Recipes

Classic French Omelette

Pepin's benchmark of technique: a pale, creamy, unbrowned rolled omelette cooked fast over medium-high heat.

Jacques Pepin · Breakfast · French · Comfort

Classic French Omelette
Prep 5 minutes
Cook 2 minutes
Serves 1
Level Medium

Pepin’s benchmark of technique: a pale, creamy, unbrowned rolled omelette cooked fast over medium-high heat.

Ingredients

  • 3 large eggs
  • Pinch of salt

Pinch of freshly ground black pepper

  • 1 tablespoon unsalted butter
  • 1 teaspoon chopped fresh chives or parsley (optional)

Directions

  1. Crack the eggs into a bowl, add the salt and pepper, and beat vigorously with a fork until the whites and yolks are fully blended and slightly frothy.
  2. Heat an 8-inch nonstick skillet over medium-high heat and add the butter; swirl it as it foams until it just stops sizzling, coating the pan.
  3. Pour in the eggs.
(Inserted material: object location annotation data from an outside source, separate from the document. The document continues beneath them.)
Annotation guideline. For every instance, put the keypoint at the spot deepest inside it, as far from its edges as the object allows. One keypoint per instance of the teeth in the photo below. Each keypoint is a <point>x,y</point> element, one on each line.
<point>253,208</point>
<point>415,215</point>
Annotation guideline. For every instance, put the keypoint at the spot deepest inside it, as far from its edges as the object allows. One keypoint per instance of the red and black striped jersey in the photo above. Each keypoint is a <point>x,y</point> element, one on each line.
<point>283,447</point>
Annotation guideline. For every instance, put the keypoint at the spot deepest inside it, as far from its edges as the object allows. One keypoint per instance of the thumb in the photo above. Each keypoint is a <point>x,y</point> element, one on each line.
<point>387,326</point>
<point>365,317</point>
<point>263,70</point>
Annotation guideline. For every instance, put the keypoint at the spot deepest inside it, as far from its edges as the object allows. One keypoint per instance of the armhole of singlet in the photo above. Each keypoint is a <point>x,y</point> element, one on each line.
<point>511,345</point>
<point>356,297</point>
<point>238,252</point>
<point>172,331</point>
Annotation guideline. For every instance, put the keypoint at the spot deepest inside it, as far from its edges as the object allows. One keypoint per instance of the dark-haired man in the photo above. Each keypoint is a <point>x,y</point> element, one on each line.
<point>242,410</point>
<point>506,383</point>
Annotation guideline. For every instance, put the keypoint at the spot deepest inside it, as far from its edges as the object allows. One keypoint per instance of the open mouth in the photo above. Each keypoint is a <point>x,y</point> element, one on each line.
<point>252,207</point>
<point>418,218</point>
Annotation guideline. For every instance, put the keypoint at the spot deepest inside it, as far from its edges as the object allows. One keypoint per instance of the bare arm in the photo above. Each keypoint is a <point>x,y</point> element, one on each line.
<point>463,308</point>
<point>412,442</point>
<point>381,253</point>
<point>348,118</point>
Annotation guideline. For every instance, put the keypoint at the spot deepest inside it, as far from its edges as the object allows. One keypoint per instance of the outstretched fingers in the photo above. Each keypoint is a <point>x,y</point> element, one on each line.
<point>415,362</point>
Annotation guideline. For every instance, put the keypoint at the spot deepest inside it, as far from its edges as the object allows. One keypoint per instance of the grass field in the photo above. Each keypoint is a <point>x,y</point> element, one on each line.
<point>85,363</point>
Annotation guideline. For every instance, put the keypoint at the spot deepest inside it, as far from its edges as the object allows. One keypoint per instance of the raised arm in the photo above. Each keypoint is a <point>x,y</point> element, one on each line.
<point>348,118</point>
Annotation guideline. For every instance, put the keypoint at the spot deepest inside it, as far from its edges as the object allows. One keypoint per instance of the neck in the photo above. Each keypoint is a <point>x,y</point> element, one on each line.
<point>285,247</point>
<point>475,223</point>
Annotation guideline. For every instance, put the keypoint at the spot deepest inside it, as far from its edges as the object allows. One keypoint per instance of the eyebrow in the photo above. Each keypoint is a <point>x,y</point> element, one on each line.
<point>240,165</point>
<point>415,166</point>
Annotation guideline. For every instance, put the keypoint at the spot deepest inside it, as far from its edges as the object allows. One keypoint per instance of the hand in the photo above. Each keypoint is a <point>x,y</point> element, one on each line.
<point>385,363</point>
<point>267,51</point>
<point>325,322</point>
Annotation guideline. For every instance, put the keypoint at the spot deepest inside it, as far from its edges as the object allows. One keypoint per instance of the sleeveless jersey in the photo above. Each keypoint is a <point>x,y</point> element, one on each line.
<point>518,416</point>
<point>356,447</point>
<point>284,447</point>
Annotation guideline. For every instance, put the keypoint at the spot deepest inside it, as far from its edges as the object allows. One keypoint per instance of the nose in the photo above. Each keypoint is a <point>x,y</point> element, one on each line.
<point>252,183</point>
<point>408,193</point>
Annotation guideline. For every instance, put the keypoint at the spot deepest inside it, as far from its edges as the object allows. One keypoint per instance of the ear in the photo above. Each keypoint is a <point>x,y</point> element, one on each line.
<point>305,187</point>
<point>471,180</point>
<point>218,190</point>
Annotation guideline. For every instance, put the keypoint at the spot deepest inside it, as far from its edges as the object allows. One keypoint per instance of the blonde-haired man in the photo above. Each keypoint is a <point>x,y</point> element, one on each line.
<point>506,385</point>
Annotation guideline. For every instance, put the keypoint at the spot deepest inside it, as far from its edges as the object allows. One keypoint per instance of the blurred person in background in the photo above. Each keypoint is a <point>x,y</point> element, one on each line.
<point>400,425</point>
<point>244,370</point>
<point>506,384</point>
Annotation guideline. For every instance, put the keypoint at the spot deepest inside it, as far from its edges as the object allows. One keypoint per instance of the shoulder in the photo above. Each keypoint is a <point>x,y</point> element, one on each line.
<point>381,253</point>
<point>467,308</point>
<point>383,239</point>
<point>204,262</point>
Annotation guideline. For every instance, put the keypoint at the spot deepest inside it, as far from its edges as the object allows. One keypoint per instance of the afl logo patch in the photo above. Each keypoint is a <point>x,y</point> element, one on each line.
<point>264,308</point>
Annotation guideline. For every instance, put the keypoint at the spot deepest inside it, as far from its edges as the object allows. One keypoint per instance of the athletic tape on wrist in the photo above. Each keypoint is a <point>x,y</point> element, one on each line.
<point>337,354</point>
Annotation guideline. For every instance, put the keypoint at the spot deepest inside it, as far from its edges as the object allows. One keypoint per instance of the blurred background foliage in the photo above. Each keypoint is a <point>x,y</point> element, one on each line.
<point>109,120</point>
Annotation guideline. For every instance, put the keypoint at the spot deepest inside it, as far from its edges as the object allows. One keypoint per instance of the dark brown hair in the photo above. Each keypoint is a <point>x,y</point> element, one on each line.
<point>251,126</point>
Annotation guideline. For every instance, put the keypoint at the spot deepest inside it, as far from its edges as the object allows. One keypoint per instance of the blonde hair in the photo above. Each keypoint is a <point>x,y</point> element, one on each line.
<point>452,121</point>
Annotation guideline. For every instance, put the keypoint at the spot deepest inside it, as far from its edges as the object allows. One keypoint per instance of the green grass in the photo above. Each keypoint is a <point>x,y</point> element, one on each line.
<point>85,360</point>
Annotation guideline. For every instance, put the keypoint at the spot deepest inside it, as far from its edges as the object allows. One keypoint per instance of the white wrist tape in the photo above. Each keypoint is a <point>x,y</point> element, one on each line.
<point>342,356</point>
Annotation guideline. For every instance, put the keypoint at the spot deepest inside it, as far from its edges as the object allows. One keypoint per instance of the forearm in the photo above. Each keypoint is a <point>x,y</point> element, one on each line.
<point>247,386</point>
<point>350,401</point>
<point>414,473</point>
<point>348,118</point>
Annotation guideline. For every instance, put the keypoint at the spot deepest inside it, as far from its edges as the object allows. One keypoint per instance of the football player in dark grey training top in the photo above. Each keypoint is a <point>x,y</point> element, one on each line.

Immediately stir rapidly with the back of a fork in a circular motion while shaking the pan, keeping the eggs moving to form small, soft curds.
  4. When the eggs are mostly set but the surface is still moist and creamy (about 30 seconds), stop stirring and let it set for a few seconds.
  5. Tilt the pan away from you and use the fork to fold the far edge of the omelette over toward the center, then roll it onto itself.
  6. Roll the omelette out onto a warm plate so the seam is underneath, rub the top with a little butter for shine, garnish with herbs, and serve at once.

Notes

Adapted from Jacques Pepin’s classic French omelette, the dish he uses to judge a cook’s technique.